China will cut import tariffs for frozen pork, pharmaceuticals and some high-tech components starting from Jan. 1, a move that comes as Beijing and Washington are trying to complete a phase-one trade deal.

China will also cut import tariffs for a range of other products including some high-tech components from January 2020 onwards, a step that comes as Beijing and Washington are aiming to close phase-one of their trade-deal.

The plan, approved by China’s Cabinet, will cut down tariffs for all trading partners on over 850 products to below the rates that most-favored nations enjoy, the Finance Ministry said Monday. ‘Most-favored-nation’ (MFN) rates are the lowest possible tariffs a country offers to its trading partners.

China has been hit by sever pork shortage after African Swine Fever tore through the country’s pig herds, leaving prices of the staple meat to more than double.

Monday’s announcement said tariffs on frozen pork will drop from 12 per cent to 8 per cent from January 1.

Other products which will have lower import tariffs include food products like fish, cheese and nuts.

Beijing will further reduce the tariffs for commodities including ferroniobium and multi-component integrated circuit memories to expand the imports of advanced technologies, equipment and spare parts. The tariff cut in the segment will come into effect from July 1 next year.
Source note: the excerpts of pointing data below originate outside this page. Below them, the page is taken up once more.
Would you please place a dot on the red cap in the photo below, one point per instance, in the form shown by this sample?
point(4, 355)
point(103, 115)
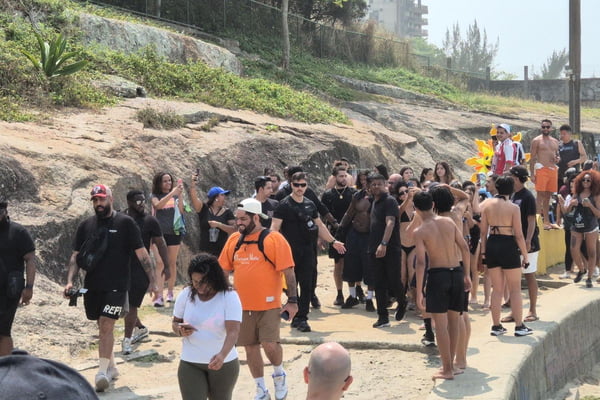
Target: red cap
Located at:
point(99, 191)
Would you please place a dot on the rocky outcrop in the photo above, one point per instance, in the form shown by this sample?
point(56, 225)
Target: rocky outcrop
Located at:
point(130, 37)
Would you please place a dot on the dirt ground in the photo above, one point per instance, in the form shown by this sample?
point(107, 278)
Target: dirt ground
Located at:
point(387, 363)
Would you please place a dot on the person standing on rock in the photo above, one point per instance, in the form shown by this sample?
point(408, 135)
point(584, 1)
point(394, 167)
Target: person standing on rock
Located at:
point(384, 250)
point(257, 273)
point(17, 255)
point(114, 236)
point(151, 234)
point(437, 239)
point(166, 198)
point(264, 188)
point(298, 220)
point(328, 372)
point(544, 171)
point(337, 200)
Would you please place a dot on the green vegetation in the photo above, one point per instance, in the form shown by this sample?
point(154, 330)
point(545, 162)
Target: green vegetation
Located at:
point(159, 119)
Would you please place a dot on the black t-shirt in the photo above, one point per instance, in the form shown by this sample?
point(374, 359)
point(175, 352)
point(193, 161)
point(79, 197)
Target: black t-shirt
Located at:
point(309, 194)
point(15, 242)
point(337, 201)
point(298, 225)
point(268, 207)
point(526, 202)
point(149, 228)
point(206, 215)
point(386, 206)
point(112, 272)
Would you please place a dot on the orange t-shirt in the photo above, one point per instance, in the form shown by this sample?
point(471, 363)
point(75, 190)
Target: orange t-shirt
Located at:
point(257, 281)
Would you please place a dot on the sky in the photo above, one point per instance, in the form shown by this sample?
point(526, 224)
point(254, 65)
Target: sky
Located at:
point(528, 30)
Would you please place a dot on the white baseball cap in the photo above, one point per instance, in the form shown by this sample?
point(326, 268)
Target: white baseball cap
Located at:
point(252, 206)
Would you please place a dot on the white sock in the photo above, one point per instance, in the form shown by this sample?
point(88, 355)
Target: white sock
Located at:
point(352, 291)
point(278, 370)
point(103, 365)
point(260, 382)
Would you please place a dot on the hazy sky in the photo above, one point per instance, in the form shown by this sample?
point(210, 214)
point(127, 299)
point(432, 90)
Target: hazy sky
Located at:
point(529, 30)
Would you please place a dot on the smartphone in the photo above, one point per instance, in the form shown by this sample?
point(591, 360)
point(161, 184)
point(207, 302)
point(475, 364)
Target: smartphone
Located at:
point(186, 325)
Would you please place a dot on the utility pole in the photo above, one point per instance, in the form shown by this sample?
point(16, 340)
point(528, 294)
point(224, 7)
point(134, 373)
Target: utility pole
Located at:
point(575, 65)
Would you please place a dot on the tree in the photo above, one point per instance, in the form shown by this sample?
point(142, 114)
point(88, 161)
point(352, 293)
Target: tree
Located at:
point(554, 65)
point(473, 53)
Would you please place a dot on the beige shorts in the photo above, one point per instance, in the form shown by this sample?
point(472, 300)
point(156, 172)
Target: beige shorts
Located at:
point(259, 327)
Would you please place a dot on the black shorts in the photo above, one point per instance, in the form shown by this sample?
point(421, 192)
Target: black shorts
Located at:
point(8, 309)
point(110, 304)
point(445, 290)
point(138, 287)
point(502, 251)
point(172, 240)
point(357, 260)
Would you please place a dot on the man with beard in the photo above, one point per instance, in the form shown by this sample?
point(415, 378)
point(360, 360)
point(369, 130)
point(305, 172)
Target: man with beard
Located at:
point(151, 233)
point(337, 200)
point(544, 172)
point(257, 269)
point(108, 281)
point(17, 253)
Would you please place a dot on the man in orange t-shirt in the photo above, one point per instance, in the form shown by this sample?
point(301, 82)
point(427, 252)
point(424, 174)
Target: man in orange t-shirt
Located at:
point(258, 282)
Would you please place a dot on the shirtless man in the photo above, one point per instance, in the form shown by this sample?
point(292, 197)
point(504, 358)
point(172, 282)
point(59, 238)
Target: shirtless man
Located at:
point(438, 237)
point(544, 156)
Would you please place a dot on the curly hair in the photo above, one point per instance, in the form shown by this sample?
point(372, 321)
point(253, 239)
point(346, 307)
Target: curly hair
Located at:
point(208, 265)
point(594, 187)
point(449, 177)
point(157, 183)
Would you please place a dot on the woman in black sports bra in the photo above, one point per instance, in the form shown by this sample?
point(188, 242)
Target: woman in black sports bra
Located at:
point(584, 227)
point(502, 220)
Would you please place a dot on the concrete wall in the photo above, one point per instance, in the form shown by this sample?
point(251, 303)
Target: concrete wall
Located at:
point(549, 90)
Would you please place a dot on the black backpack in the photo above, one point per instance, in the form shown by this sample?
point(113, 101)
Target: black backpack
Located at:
point(260, 242)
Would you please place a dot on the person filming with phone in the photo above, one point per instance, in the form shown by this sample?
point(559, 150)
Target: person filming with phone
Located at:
point(207, 315)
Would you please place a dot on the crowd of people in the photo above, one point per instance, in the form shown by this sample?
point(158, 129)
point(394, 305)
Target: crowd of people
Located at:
point(397, 240)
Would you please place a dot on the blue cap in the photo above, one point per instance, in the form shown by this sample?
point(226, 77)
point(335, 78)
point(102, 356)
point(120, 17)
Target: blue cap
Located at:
point(215, 191)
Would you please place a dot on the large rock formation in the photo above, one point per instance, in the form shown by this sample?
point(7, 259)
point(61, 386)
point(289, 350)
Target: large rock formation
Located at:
point(130, 37)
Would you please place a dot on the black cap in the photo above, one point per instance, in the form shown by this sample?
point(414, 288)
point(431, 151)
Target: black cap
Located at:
point(519, 171)
point(27, 377)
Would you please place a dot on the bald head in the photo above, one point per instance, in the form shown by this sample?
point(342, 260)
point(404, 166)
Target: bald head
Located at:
point(328, 371)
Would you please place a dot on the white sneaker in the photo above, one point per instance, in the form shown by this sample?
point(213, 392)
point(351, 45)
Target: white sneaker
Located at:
point(102, 382)
point(280, 386)
point(262, 394)
point(139, 334)
point(126, 347)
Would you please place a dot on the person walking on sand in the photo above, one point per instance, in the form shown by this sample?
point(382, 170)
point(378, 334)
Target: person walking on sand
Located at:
point(437, 239)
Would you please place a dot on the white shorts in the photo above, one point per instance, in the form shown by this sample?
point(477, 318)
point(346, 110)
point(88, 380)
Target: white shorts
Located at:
point(532, 258)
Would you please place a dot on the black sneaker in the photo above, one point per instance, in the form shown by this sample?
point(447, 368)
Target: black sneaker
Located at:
point(381, 323)
point(369, 305)
point(339, 300)
point(314, 301)
point(580, 274)
point(360, 295)
point(523, 330)
point(428, 340)
point(350, 302)
point(303, 326)
point(498, 330)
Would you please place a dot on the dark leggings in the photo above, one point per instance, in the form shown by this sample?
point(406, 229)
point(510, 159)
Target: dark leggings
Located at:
point(197, 382)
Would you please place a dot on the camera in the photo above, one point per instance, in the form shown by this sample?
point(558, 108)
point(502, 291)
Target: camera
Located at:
point(73, 294)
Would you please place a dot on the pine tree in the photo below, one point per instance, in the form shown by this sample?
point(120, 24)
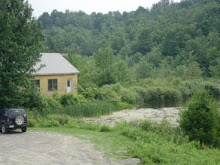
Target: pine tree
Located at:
point(20, 43)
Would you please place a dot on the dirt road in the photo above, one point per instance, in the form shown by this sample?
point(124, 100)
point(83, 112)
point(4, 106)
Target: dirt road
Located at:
point(48, 148)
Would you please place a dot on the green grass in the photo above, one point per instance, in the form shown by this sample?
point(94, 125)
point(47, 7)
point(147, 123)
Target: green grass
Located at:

Goods from countries including New Zealand, Peru, Costa Rica, Switzerland, Iceland, Australia, South Korea, and Pakistan will also be subject to even lower levies under re-negotiated bilateral trade agreements, according to the statement.

Earlier this month, the two sides announced a mini-agreement to reduce some levies in a bruising trade war, which has dragged on global growth.

Last week, China said that a list of US chemicals that will be exempted from import tariffs, including certain types of industrial glue and adhesives, industrial polymers and types of paraffin, which can be found in cosmetics and food.